Afrinpost-Rebounds
A pro-Turkish media and the Muslim Brotherhood have acknowledged that the Turkish authorities in the southern province of Sanlıurfa deported Syrian refugees about 10 days ago to Aleppo countryside, as part of their efforts to resettle the indigenous Kurds in Afrin or other indigenous components in the areas of “Sere Kaniye / Ras Al Ain” and “Gire Spi/ Tal Abyad”.
One of the deportees, Mohammed Tothat told a pro-Turkish media on Monday, November 25, that the Turkish authorities had chosen them between a year in prison in the province of Aintab and returning to Syria.
On November 15, Turkish police launched a search operation targeting Syrian refugee gatherings in the city of Urfa, targeting cafes (Babel, Al-Basha, Nofra, Rotana) in the city center, where 20 young people were arrested, most of them working in these cafes. They hold a temporary protection card (Kimlik) for the province of Urfa and have families and children.
The refugees added that they were asked to sign directly on a paper written in Turkish, where they were told that it was a case to attend the police station for some questions, according to his account, and did not ask the police whether they have permission to work, contrary to accounts that the reason for their detention and deportation that they do not have a work permit.
Mohammed Tohme said that the Turkish authorities did not explain to them also the reason for their detention and choice between imprisonment and deportation.
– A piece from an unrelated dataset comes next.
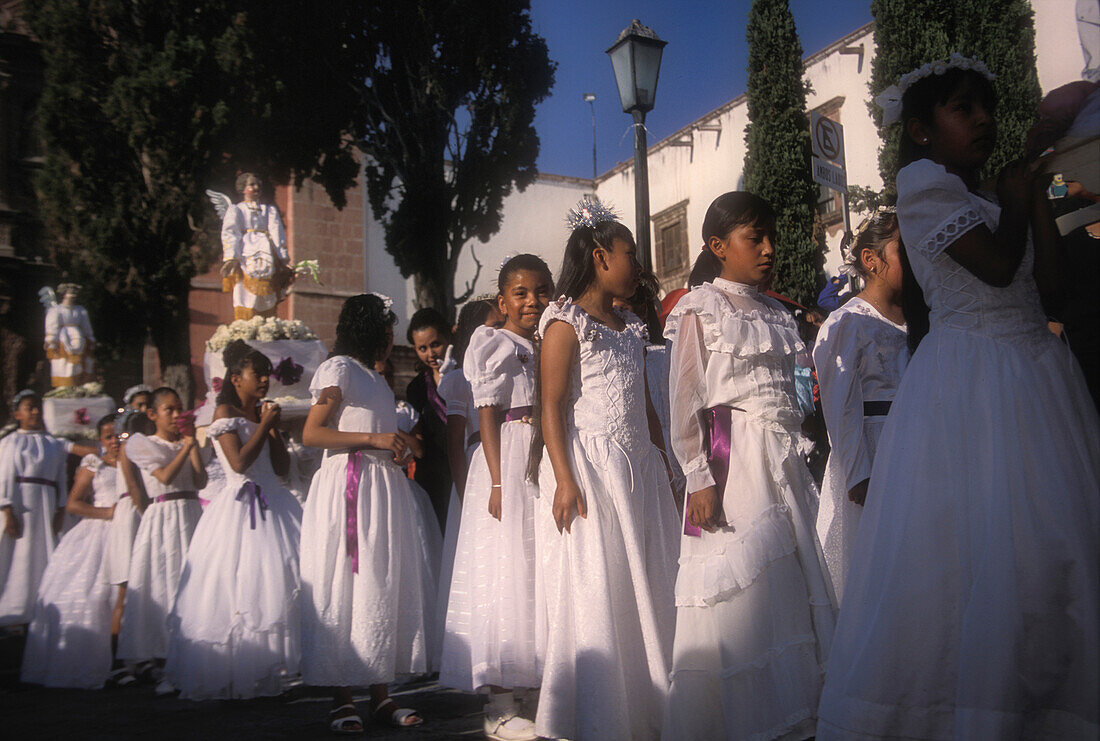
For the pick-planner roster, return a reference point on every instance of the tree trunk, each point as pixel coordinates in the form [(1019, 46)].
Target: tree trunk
[(171, 332)]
He explained that they were taken first to Harran camp in Urfa, then to the province of Aintab from where they were transferred to the Bab al-Salama border crossing with Syria, where they were released there.
Mohammed Tohme is only one of hundreds of thousands of refugees Turkey is seeking to settle in northern Syria, where she recently announced that 370,000 Syrians have returned to the areas they occupy there, in an effort to convince the world of its efforts to forcibly return Syrians to northern Syria, where they seek to resettle these people in the land of the Kurds, Arabs, Syrians and Assyrians the indigenous people of the region, under the threatening Europe to send them if they do not agree.
In a report on July 27, Human Rights Watch confirmed that Turkey is obliged under customary international law not to be forcibly return. The law prohibits the return of anyone to a place where they would be in real danger, accusing Ankara of detaining a number of refugees and forcing them to sign forms and papers for voluntary return to Syria.
Mohammed Tohme said that a number of detainees are still being held in the province of Aintab, and that only 14 young people who entered Syria after they signed the deportation decision, because according to him, no one can afford to injustice imprisonment for a year without any reason.
He stressed that all those who entered Syria were not forced to go to specific areas inside Syria, by the Turkish authorities, where some of them went to Afrin and others to the cities of Azaz and Bab, in Aleppo countryside.